Like all presidents in their last year of service, President Barack Obama is trying to shrug off lame-duck feelings by pushing initiatives and programs that will outlast his term. Obama has put in motion one set of initiatives that, if implemented, would long outlast his administration and the next and would harm a generation of the world's citizens.
Obama has unleashed a military spending spree to create a new generation of nuclear warheads, bombers, submarines and intercontinental ballistic missiles, a plan that the Union of Concerned Scientists has called "reckless, wasteful and downright dangerous."
The budget request that Obama sent to Congress last year calls for spending $348 billion over the next 10 years and $1 trillion over 30 years to upgrade our nuclear arsenals.
Pieces of the plan are already in motion. In October, the administration awarded Northrop Grumman a contract to develop new long-range bombers capable of carrying nuclear weapons. The price tag: $80 billion.
In January, the administration was working to win approval for the Air Force's request to build up to 1,100 new-generation, nuclear-capable, air-launched cruise missiles, nearly double the size of the existing arsenal. The price tag: $30 billion.
The Air Force would also like to have 650 new intercontinental ballistic missiles, and the Navy is lobbying to build 12 new submarines, which would be nuclear-capable.
Obama has long had ambitious plans for nuclear spending. Since 2010, under directions from the administration, weapons builders and the Departments of Defense and Energy have been working to "modernize" existing nuclear weapons, making them smaller, more reliable and more precise.
These nuclear plans are troubling for at least two reasons.
First, the spending spree is an unconscionable squandering of national resources. These billions of dollars could be better used on any number of programs that would truly benefit the nation and world, funding projects that would truly make people safer and better-off.
More spending on early childhood development programs, research into preventable diseases like malaria, and investments in renewable energy sources are just three examples of undersupported programs that could improve people's lives and increase security.
Second, these newer-smaller-better nuclear weapons aren't safer. They are, in fact, more dangerous than the weapons they replace.
The New York Times quoted Gen. James Cartwright, a retired vice chairman of the Joint Chiefs of Staff and one of Obama's most influential nuclear strategists, as saying that the smaller yields and more precision targeting of the new nukes makes the use of these weapons "more thinkable." What he means is that the weapons become more tempting to use, not just in retaliation, but as first-strike weapons.
Eliminating weapons programs and trimming defense budgets are always tough political fights, but it has been done in the past. Maybe it can be done now. Sen. Ed Markey, D-Mass., and Rep. Earl Blumenauer, D-Ore., have co-sponsored the Smarter Approach to Nuclear Expenditures (SANE) Act, which would cut $100 billion from the U.S. nuclear weapons budget over the next decade by reducing submarine, missile and aircraft purchases and by halting nuclear weapon production and missile defense programs. One would hope that some Republican fiscal hawks in Congress would make this a bipartisan effort.

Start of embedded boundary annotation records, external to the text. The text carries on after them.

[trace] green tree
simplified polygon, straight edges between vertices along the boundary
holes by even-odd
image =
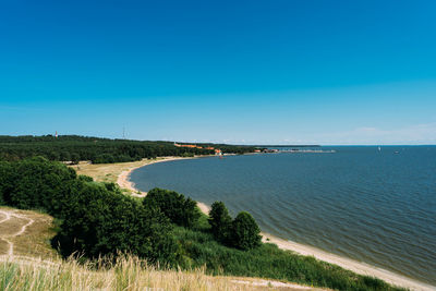
[[[71,162],[77,165],[81,161],[81,156],[77,153],[71,154]]]
[[[237,248],[246,251],[259,246],[259,227],[249,213],[240,213],[232,221],[231,242]]]
[[[158,207],[172,223],[186,228],[194,228],[201,217],[195,201],[174,191],[155,187],[147,193],[143,203]]]
[[[225,244],[229,243],[232,221],[229,210],[222,202],[214,202],[208,220],[215,239]]]

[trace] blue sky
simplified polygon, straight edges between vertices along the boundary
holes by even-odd
[[[436,144],[435,1],[0,2],[0,134]]]

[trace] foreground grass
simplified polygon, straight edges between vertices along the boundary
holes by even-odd
[[[177,228],[174,234],[184,251],[184,267],[206,266],[206,272],[215,276],[261,277],[336,290],[401,290],[275,244],[265,243],[244,252],[217,243],[207,229]]]
[[[161,270],[132,256],[93,265],[68,262],[0,263],[0,290],[301,290],[253,284],[241,278],[210,277],[204,269]]]

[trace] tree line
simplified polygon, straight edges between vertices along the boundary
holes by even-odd
[[[199,144],[198,144],[199,145]],[[251,146],[211,145],[223,153],[244,154],[254,151]],[[175,147],[172,142],[109,140],[78,135],[0,136],[0,159],[19,160],[41,156],[49,160],[90,160],[93,163],[110,163],[156,158],[160,156],[211,155],[205,148]]]
[[[180,264],[181,257],[173,225],[195,229],[201,217],[196,202],[177,192],[154,189],[137,199],[113,183],[77,177],[73,169],[43,157],[0,162],[0,204],[41,209],[58,218],[60,231],[52,245],[64,256],[129,252],[168,265]]]
[[[234,219],[222,202],[209,217],[174,191],[154,189],[145,198],[113,183],[77,175],[44,157],[0,161],[0,205],[40,209],[57,218],[56,250],[90,259],[129,253],[164,267],[206,267],[213,275],[253,276],[335,290],[398,290],[386,282],[261,242],[247,213]]]

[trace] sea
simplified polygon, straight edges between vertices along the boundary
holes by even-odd
[[[154,163],[131,180],[222,201],[264,232],[436,286],[436,146],[294,149]]]

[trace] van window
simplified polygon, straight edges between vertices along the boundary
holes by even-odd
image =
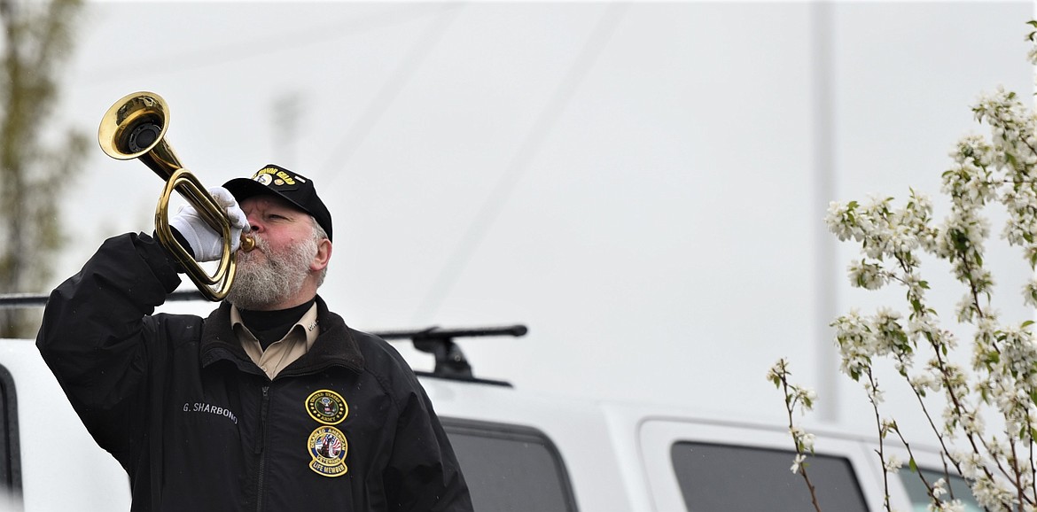
[[[21,510],[22,457],[15,378],[0,365],[0,510]],[[9,507],[9,508],[8,508]]]
[[[814,510],[803,477],[792,474],[794,452],[704,443],[675,443],[670,456],[690,512]],[[807,457],[821,510],[868,512],[849,460]]]
[[[443,418],[475,510],[574,512],[576,497],[558,449],[543,432],[518,425]]]
[[[924,467],[919,467],[919,473],[925,477],[925,481],[932,485],[936,480],[942,478],[947,478],[944,472],[928,470]],[[912,473],[909,471],[901,470],[897,472],[900,476],[900,481],[903,482],[904,488],[907,489],[907,496],[910,497],[912,510],[916,512],[926,512],[929,508],[929,493],[925,489],[925,484],[922,483],[922,479],[919,478],[918,474]],[[957,500],[961,500],[961,503],[965,506],[965,512],[982,512],[983,508],[976,503],[976,497],[972,494],[972,489],[969,488],[969,483],[965,479],[957,476],[951,475],[948,479],[951,484],[951,493]],[[949,497],[946,496],[945,497]]]

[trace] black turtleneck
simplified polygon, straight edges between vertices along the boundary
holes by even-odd
[[[259,340],[262,349],[265,350],[275,341],[288,334],[291,326],[313,306],[314,301],[316,297],[288,309],[249,311],[239,308],[237,312],[242,314],[242,323],[249,328],[249,331]]]

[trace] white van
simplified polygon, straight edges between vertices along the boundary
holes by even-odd
[[[474,376],[454,342],[522,333],[522,326],[381,333],[413,338],[437,354],[436,370],[419,372],[420,378],[477,510],[814,510],[803,479],[789,471],[792,442],[784,425],[524,392]],[[130,509],[125,474],[86,432],[32,340],[0,340],[0,485],[11,491],[0,510]],[[811,432],[817,454],[808,459],[809,472],[821,509],[884,510],[872,439]],[[942,467],[933,451],[916,449],[915,455],[924,471]],[[962,485],[954,486],[957,497],[971,499]],[[906,468],[891,477],[890,493],[894,510],[924,511],[928,504]]]

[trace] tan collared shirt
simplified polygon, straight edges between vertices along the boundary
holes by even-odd
[[[242,322],[242,314],[237,308],[230,307],[230,325],[237,336],[237,341],[245,348],[245,353],[252,358],[256,364],[271,379],[277,376],[285,367],[310,350],[313,342],[317,339],[320,330],[317,328],[317,305],[313,304],[303,317],[288,330],[278,341],[272,343],[265,350],[259,344],[255,335]]]

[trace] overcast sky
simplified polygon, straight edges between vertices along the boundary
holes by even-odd
[[[320,292],[355,328],[521,322],[525,338],[461,342],[477,375],[774,419],[770,364],[832,389],[824,325],[880,302],[845,284],[857,252],[823,234],[824,206],[938,196],[947,151],[981,130],[978,94],[1033,90],[1032,16],[1027,1],[89,2],[56,120],[92,138],[113,102],[150,90],[207,186],[267,163],[312,178],[335,226]],[[60,277],[152,229],[146,167],[99,148],[83,168]],[[1025,269],[1004,254],[1015,293]]]

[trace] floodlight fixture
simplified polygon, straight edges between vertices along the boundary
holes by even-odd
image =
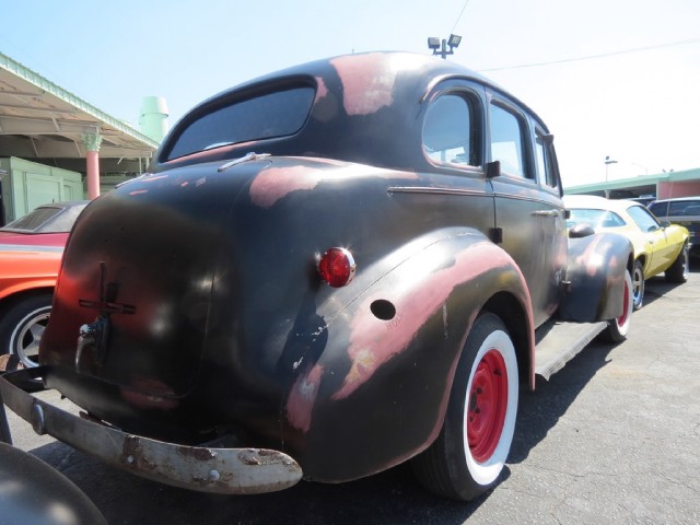
[[[450,35],[448,39],[443,38],[442,40],[436,36],[431,36],[428,38],[428,48],[432,49],[433,55],[447,58],[447,55],[454,55],[455,47],[458,47],[462,37],[459,35]]]
[[[433,51],[435,51],[436,49],[440,49],[440,38],[438,38],[436,36],[429,36],[428,47]]]

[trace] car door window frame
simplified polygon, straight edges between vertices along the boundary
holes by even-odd
[[[517,160],[520,166],[512,166],[518,168],[518,171],[512,170],[508,161],[503,159],[503,155],[494,155],[493,147],[497,143],[503,143],[504,141],[495,141],[495,119],[493,116],[493,108],[504,112],[506,115],[512,116],[517,124],[517,143],[520,145],[520,159]],[[488,152],[490,161],[501,161],[501,174],[518,178],[522,180],[536,182],[536,171],[533,165],[533,144],[532,144],[532,131],[528,119],[526,116],[512,103],[508,102],[504,97],[491,95],[488,101]]]
[[[431,133],[433,130],[428,129],[432,126],[431,113],[438,109],[438,105],[444,104],[446,101],[463,101],[467,107],[468,113],[468,136],[465,138],[466,144],[469,148],[467,159],[465,162],[454,162],[459,160],[458,156],[450,156],[447,153],[450,149],[445,148],[440,150],[436,148],[428,147],[429,143],[440,142],[436,138],[427,137],[427,132]],[[478,93],[467,85],[462,85],[454,81],[445,83],[440,86],[428,101],[425,109],[425,116],[423,117],[423,129],[421,131],[421,142],[423,149],[423,155],[427,161],[435,166],[447,168],[468,168],[470,171],[479,168],[483,164],[483,112],[482,102]],[[435,128],[435,131],[440,131],[440,127]],[[452,148],[457,149],[457,148]],[[429,151],[432,150],[432,151]],[[445,156],[435,158],[432,153],[443,151]]]

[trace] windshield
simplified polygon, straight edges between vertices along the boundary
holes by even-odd
[[[608,210],[593,210],[585,208],[574,208],[570,210],[571,217],[567,221],[567,226],[571,228],[574,224],[584,223],[590,224],[592,228],[618,228],[623,226],[625,221],[620,215]]]
[[[166,160],[250,140],[299,131],[316,91],[307,85],[266,93],[218,107],[187,126],[166,152]]]
[[[62,233],[70,232],[73,223],[86,203],[68,208],[43,206],[26,215],[8,223],[2,230],[21,233]]]

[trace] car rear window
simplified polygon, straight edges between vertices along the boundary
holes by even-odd
[[[306,121],[315,94],[314,88],[302,85],[219,106],[194,120],[176,137],[166,160],[238,142],[293,135]]]
[[[693,217],[700,215],[700,200],[681,200],[654,202],[650,210],[656,217]]]
[[[88,203],[68,208],[39,207],[10,223],[2,230],[21,233],[70,232],[80,212]]]

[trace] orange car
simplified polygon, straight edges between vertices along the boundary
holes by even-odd
[[[40,206],[0,229],[0,354],[11,366],[36,364],[68,233],[86,203]]]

If this administration won't adjust spending plans, perhaps the next one will. On the stump in Iowa, Hillary Clinton -- whose nonproliferation reputation includes, as secretary of state, helping Obama negotiate the New START Treaty with Russia -- said of the trillion-dollar nuclear weapons plans, "I'm going to look into that. It doesn't make sense to me."
Vermont Sen. Bernie Sanders has called for "fundamental changes" in how the Pentagon spends money and for a world free of nuclear weapons.
Less hope is coming from the Republican camp, even among the most fiscally conservative. Former Florida Gov. Jeb Bush, Donald Trump, Carly Fiorina, Ohio Gov. John Kasich and Florida Sen. Marco Rubio all favor the nuclear "modernization." Texas Sen. Ted Cruz has said he would follow President Ronald Reagan's leadership model, and negotiate to reduce the number of nuclear weapons from a position of strength.
In 2009, his first year in office, Obama famously pledged to work for a world without nuclear weapons, and he was awarded the Nobel Peace Prize. He did make progress in reducing the numbers of weapons stockpiled by the United States and Russia, but his plan to modernize the arsenal we have and to expand delivery systems seems to be canceling out that early progress.
It's not too late, Mr. President. Withdraw your plans. Leave a legacy of peace.